Fuzzy matching with constraints

Hey Everyone,

I’m working through a problem where I’m trying to calculate similarities on one dataset of a specific column where I need two other columns already match. Specifically, I’m working with payment data, and I’m trying to identify where duplicate invoices were entered into the system but the ID was potentially typo’d via a missed/extra digit or transposed, but explicitly where the amount and inv date still match.

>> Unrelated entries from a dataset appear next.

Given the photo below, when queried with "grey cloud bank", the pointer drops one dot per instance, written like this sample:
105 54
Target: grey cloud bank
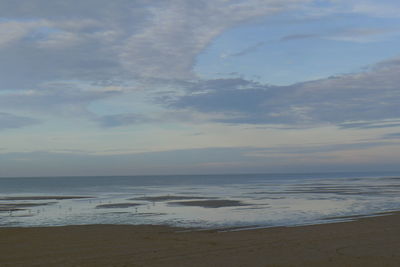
9 121
367 96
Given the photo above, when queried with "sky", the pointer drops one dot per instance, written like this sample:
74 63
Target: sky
133 87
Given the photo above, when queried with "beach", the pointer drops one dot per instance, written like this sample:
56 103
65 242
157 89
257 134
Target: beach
372 241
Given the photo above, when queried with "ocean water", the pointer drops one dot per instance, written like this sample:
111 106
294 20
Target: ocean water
198 201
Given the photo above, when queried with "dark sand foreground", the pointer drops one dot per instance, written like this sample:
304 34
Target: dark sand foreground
366 242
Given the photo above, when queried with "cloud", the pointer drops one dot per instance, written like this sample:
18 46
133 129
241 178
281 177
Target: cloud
391 136
117 41
371 124
118 120
9 121
367 96
55 98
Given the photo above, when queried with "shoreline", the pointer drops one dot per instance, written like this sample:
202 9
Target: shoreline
367 241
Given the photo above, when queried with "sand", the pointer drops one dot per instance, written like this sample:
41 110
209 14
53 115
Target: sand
366 242
218 203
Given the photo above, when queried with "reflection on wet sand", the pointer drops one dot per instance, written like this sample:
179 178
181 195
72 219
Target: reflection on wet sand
117 205
213 203
168 198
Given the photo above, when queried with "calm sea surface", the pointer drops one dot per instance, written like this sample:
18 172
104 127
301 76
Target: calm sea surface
201 201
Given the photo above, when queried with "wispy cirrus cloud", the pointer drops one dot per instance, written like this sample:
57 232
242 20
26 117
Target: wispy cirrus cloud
342 100
10 121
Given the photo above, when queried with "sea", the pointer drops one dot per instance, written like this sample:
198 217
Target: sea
235 201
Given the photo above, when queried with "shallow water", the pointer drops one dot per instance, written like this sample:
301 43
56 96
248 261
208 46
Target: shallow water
201 201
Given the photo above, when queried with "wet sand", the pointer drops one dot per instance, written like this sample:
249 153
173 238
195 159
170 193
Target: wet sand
371 241
218 203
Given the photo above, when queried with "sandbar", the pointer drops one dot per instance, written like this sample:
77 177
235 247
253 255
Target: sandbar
373 241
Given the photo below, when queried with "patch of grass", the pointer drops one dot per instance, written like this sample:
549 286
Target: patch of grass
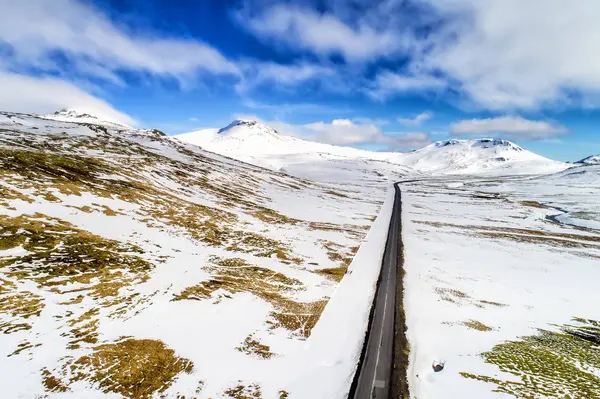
251 391
83 329
334 273
17 307
23 346
236 275
252 346
61 254
560 364
133 368
51 383
451 294
500 305
476 325
533 204
336 193
270 216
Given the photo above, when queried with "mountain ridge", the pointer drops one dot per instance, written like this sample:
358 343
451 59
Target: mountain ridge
255 142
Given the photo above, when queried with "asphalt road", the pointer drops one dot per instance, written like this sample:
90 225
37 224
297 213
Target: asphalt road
374 374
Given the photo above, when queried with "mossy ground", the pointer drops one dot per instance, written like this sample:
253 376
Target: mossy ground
252 346
237 275
80 266
133 368
552 364
251 391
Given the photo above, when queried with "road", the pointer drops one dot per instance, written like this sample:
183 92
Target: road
373 378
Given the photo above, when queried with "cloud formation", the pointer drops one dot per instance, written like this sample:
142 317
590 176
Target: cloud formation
36 29
418 120
512 126
510 54
324 33
347 132
22 93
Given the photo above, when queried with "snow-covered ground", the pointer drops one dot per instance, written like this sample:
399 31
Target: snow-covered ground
138 265
259 144
489 264
176 272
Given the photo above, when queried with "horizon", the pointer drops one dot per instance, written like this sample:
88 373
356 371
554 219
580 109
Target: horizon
391 76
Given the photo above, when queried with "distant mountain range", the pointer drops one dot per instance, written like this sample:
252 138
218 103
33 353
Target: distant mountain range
591 160
257 143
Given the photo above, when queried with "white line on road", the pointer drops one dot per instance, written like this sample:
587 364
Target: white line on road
381 329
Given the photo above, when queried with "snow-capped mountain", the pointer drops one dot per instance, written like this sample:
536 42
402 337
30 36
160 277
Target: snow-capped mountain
250 138
257 143
73 115
105 229
591 160
479 156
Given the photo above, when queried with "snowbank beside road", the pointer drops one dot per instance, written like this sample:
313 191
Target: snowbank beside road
336 342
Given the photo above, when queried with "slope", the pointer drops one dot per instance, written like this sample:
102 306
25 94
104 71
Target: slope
132 265
259 144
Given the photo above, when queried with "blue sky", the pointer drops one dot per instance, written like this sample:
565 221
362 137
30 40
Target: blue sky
387 74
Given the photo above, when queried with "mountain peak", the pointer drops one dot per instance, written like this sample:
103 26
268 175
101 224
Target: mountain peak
73 113
591 160
251 125
481 143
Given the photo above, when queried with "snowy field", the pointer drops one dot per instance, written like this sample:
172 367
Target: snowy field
133 265
502 285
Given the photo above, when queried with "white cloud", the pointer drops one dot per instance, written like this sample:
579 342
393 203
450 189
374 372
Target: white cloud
389 83
36 29
418 120
345 132
509 54
21 93
322 33
348 132
258 73
512 126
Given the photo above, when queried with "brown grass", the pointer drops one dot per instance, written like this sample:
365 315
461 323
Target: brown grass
133 368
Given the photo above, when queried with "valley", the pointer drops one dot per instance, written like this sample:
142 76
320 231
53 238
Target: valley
242 263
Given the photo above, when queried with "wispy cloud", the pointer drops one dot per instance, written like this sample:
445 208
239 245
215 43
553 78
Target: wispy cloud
36 29
388 83
510 54
322 33
257 73
417 120
513 126
22 93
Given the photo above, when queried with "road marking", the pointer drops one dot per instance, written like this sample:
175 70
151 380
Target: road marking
379 384
381 329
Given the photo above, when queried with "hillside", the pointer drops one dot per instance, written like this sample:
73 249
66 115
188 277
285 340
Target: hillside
591 160
127 253
259 144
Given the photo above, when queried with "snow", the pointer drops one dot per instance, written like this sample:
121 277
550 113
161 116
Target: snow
455 192
538 285
334 348
259 144
591 160
208 331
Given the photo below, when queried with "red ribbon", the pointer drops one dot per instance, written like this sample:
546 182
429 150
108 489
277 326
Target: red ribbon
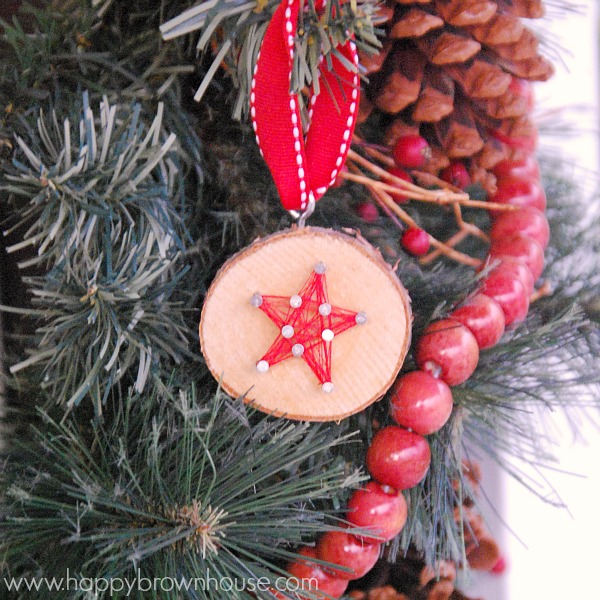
301 167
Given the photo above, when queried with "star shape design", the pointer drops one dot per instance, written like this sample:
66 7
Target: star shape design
307 324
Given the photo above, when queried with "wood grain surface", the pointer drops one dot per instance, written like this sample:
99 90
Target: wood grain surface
365 359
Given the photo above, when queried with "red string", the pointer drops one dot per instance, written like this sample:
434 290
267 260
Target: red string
302 168
308 326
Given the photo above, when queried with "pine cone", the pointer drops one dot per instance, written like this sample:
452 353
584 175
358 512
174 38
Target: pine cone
459 65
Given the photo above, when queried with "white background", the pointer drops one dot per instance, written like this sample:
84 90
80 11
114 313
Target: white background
558 554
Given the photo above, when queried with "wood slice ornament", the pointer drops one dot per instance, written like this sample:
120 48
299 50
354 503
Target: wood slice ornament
308 323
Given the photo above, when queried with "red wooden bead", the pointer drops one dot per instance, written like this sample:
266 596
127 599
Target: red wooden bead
518 191
456 174
367 211
306 570
516 269
380 508
411 151
507 290
421 402
449 350
484 319
343 549
523 248
415 241
398 458
401 174
525 168
527 220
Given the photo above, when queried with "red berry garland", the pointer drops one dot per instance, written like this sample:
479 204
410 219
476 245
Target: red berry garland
415 241
421 402
398 458
411 152
380 508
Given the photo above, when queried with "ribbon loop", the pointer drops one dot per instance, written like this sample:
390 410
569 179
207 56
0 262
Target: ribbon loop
301 165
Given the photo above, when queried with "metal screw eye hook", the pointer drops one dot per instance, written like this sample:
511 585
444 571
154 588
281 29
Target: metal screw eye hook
310 209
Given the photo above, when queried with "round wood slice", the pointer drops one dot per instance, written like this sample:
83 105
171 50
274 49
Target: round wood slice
366 359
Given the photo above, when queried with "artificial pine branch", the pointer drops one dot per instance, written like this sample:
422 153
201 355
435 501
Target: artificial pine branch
173 484
234 31
103 207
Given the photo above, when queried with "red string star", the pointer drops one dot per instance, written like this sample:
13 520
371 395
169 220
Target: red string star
307 325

I’ve tried a similarity search where I concatenated the fields into one, however then small differences in key field would result in an invalid match

Example:
Row ID || Invoice Date | Invoice Amount || InvoiceID
1 || 1/25/2021 || $500.00 || ABC123
2 || 1/25/2021 || $440.00 || ABC142
3 || 1/25/2021 || $500.00 || ABC13
4 || 2/21/2021 || $500.00 || ABC123

For my 4 sample rows, I’d want to flag and look at the comparison for Rows 1&3, but I don’t care about any of the other combinations as the other fields disqualify them. I’m trying to build this out as a template to be reusable on tens of thousands of rows.

Thanks in advance,
Feaugh

hi @Feaugh
I think you first have to filter out useless rows. To do that you can join the input table to itself, using Invoice Date and Invoice Amount as join columns. Then you must filter out from the resulting table the rows with ID = ID(right), that is rows matching with themselves. In the final node you compare left and right ID and get a similarity distance between them, e.g. the Levenshtein


Input
immagine

Result


You can set a cutoff value and filter the result accordingly
Hope it will be helpful

1 Like

Ah! That makes a lot of sense. I’ll give it a try tonight/tomorrow and see how it goes.